Maeda Y, Foda M, Matsushita S and Harada S: "Involvememt of both the V2 and V3 region of CCR5-tropic human immunodeficiency virus type-1 envelope for reduced sensitivity to macrophage inflammatory protein 1α."Journal of Virology. 74. 1787-1793 (2000)

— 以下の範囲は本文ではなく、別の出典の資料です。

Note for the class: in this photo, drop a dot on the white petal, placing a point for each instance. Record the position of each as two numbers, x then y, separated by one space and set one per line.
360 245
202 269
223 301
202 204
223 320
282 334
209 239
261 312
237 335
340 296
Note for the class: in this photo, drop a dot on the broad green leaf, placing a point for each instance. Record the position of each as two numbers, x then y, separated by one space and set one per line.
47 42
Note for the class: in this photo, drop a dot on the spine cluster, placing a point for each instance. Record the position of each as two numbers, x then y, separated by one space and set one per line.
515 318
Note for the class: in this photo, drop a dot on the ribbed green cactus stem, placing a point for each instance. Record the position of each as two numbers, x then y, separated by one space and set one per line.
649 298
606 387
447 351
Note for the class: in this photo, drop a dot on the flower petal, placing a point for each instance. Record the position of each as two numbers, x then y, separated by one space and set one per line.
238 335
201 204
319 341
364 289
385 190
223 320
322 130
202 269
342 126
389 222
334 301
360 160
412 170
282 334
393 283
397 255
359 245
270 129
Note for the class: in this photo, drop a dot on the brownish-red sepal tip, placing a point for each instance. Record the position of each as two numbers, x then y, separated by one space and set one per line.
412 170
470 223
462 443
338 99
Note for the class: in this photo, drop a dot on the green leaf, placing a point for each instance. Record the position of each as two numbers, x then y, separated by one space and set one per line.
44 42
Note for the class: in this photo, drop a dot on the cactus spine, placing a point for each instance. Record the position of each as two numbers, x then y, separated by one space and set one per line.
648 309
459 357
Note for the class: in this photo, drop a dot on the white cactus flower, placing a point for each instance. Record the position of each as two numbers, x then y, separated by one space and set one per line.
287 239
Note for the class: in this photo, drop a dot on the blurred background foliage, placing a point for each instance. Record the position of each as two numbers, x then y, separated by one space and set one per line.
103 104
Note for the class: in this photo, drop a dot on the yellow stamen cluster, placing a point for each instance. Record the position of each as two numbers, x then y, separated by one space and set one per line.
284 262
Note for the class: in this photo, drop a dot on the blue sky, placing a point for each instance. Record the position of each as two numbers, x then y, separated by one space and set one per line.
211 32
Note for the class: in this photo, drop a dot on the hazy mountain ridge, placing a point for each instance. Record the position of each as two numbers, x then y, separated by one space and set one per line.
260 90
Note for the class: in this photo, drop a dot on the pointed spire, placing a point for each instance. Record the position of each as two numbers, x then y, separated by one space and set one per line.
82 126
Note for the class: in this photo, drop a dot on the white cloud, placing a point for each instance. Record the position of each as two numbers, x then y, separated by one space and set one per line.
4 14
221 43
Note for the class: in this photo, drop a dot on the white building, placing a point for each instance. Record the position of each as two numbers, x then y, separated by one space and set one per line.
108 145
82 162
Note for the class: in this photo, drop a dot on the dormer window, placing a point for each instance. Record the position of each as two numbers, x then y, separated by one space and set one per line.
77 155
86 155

Maeda Y、Foda M、Matsushita S 和 Harada S：“CCR5 型人类免疫缺陷病毒 1 型包膜的 V2 和 V3 区域的参与可降低对巨噬细胞炎症蛋白 1α 的敏感性。”病毒学杂志 74。1787-。 1793 (2000)

Harada S, and Maeda Y.: "Chemically induced infection of CD4-negative HeLa cells with HIV-1."Microbiology and Immunology. 43. 1077-1086 (1999)

Harada S 和 Maeda Y.：“用 HIV-1 化学诱导 CD4 阴性 HeLa 细胞感染。”微生物学和免疫学。